すれちがうヨットばかりだったのに、うしろから追ってくる一隻に気づく。45フィートのヨール(型名)だ。ハルは白い。グングン迫ってくる。家族でクルージングにいった帰りとおもわれる。
船員帽をかぶったオッサンがスキッパー(艇長)だ。奥さんらしい中年婦人も見える。若いお嬢さんたちが、クルー(乗組員)をやっていた。またたく間にならばれる。
「ホエア・ドゥ・ユー・カム・フロム?」(どこからきた?)
オッサンが怒鳴る。
もう、かくすこともあるまい。
「フロム・オオサカ・ジャパン!」(日本の大阪からや)
こっちも大声で叫びかえす。
このとき、ぼくが「ケンイチ・ホリエ。オオサカ・ジャパン」と答えたというのは、つくりばなしである。どうして、そんなことになったのか、よくわからない。
「ウォーッ」
オッサンは、ほえるみたいな声をあげた。
「どっちいったら、ええねん?」
「あっちや」
案内してくれるつもりだ。とわかって、ふっと心配になった。ままよ。
「アイ・ハブ・ノー・パスポート」
白状したら、オッサンはケロッとして、
「オッケー、オッケー。フォロー・ミー」(よし、よし。ついてこい)
そこで、いっしょに走りだす。しかし、むこうは45フィートだ。こっちは19フィートだし、3カ月も走っている。コンディションが悪くて、ついていけやしない。半分ぐらいのスピードがせいぜいである。
オッサンの船は、すぐにサーッといってしまう。それからまわって、むかえにくる。また離される。もどってくる。まだるっこいことをくりかえす。
「ハウ・メニー・デイズ・アー・ユー・クルージング?」(なん日かかった)
「スリー・マンスス」(3カ月)
長くかかったことを説明しようとおもって、野球帽をぬいで見せる。このボーボー頭をごらん、という意味のつもりだ。
そしたら、オッサンは、
「オー。アイ・アム……なんとか」
といって、帽子をぬいだ。見ると、ツルッぱげだった。アメリカ式のジョークである。吹きだしてしまう。
やっと、“監獄島”に近づく。コースト・ガード(海上保安庁)のランチがよってきた。ハゲのオッサンが、いったりきたりしているうちに、その辺にいた艇に連絡したんだろう。あとで知ったのだが、オッサンはテレビ関係のエライさんであった。

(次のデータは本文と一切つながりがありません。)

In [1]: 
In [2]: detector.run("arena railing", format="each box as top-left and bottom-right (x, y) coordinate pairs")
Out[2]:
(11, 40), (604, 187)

ランチが横づけになる。ボートをとめて、サイドをつける。波が高くて、うまくいかない。あきらめて、曳航してもらうことになった。
ひっぱられて、アクア・パークに入る。波はない。ヨット・ハーバーではなさそうだ。大勢が泳いでいた。海水浴場なのだろう。接岸はできそうにない。
丸太ン棒を突っ立てて、板を張っただけの防波堤があった。コンクリートで固めた立派なのとはちがう。しかし、うまく作ってある。
ランチはクイにもやいをとった。エンジンをバックに入れたまま、かけっぱなしだ。日本人なら、アンカーを打ってから、バウをよせる。が、ヤツらはアンカーなんか使おうとしない。スクリューを逆にまわして、バックさせている。バウからもやいをとってあるから、船は岸に直角に立つ。
ぜいたくなまねをする、とあきれる。これがアメリカ式なんだな。そうおもったとたん、デスティネーション(目的地)に着いた感触が肌を流れた。
ウワァー、アメリカや! サンフランシスコや! ヤッタッターッ!
岸壁には、青い眼の役人や新聞記者が、ズラリと待ちかまえていた。「マーメイド」はコースト・ガードのランチに横をつける。
快晴のま昼である。日本晴れだな、とおもった。